Histopathology in males (and in females used for repeated dose toxicity study) revealed fully reversible microscopic abnormalities in liver (minimal to slight diffuse hepatocellular hypertrophy) at 9000 ppm. Fully reversible microscopic abnormalities were also observed in thyroid of "toxicity phase" females (minimal diffuse follicular cell hypertrophy in females) at 9000 ppm. At 3000 and 9000 ppm, partly reversible changes in kidney (tubular degeneration/regeneration, hyaline droplets and granular casts) were observed in males. These kidney effects were considered to be related to alpha 2u-globulin nephropathy and of no relevance to humans.

No treatment-related effects were detected in mating performance, fertility and gestation lengths.

No treatment-related significant effects were noted on offspring litter size, sex ratio, viability, growth and development:

- no significant differences were detected for implantation losses or litter size for treated animals when compared to controls;

- no adverse effects were detected in offspring weights or subsequent litter viability;

- there were no intergroup differences in sex ratio (percentage male offspring) for litters from treated groups compared to controls;

- no toxicologically significant effects were detected in offspring body weight gain or litter weights at birth and subsequently on Days 1, 4 and 7 post partum;

- no obvious clinical signs of toxicity were detected for offspring from treated females when compared to controls.

Under the test conditions, the NOAEL of nopyl acetate for systemic toxicity was considered to be 3000 ppm (180.2 mg/kg bw/day) for females and for males (when excluding the sex and species, specific kidney effects in male rats are not relevant for human risk assessment). The NOAEL for reproductive toxicity and developmental toxicity was considered to be 9000 ppm (478.5 mg/kg bw/day).

No signs of toxicity to development were identified in this study, therefore no further testing is deemed necessary.


Justification for selection of Effect on developmental toxicity: via oral route:
One reproduction / developmental screening study showing no adverse effect on development is available (Iuclid section §7.8.1).

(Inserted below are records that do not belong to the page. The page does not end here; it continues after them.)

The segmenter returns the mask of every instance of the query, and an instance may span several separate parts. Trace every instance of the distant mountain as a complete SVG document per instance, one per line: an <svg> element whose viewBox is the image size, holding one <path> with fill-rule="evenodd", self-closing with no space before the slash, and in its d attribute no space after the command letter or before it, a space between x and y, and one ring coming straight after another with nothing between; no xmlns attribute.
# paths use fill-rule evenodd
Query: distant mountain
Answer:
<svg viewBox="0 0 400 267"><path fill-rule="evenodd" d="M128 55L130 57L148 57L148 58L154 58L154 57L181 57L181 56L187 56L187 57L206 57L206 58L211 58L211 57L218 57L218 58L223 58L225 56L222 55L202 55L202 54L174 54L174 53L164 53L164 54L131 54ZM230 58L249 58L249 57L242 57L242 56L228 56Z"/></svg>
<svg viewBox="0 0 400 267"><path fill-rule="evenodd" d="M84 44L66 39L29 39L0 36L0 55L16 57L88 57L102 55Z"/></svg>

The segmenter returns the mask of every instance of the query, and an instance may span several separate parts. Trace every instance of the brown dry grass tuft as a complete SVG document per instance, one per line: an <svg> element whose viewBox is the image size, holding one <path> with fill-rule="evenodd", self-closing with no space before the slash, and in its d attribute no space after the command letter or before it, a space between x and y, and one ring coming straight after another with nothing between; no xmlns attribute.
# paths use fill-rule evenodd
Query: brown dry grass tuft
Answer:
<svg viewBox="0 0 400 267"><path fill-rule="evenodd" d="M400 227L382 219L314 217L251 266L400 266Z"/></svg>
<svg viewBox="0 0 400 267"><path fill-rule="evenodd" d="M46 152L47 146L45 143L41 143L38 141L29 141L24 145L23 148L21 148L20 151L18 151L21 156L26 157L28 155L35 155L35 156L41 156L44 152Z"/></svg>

A waiver is therefore submitted for this endpoint.

Justification for classification or non-classification

In a recent GLP combined repeated dose toxicity with reproduction / developmental toxicity screening test conducted with nopyl acetate according to OECD 422 Guideline, no signs of toxicity to reproduction that could be attributable to the test item were identified in male and female rats. No effects were identified on offspring of female rats exposed by diet from 2 weeks before mating until Day 7 of lactation.

Therefore, nopyl acetate is not classified for reproduction and developmental toxicity according to Directive 67/548/EEC and CLP Regulation (EC) No 1272 /2008.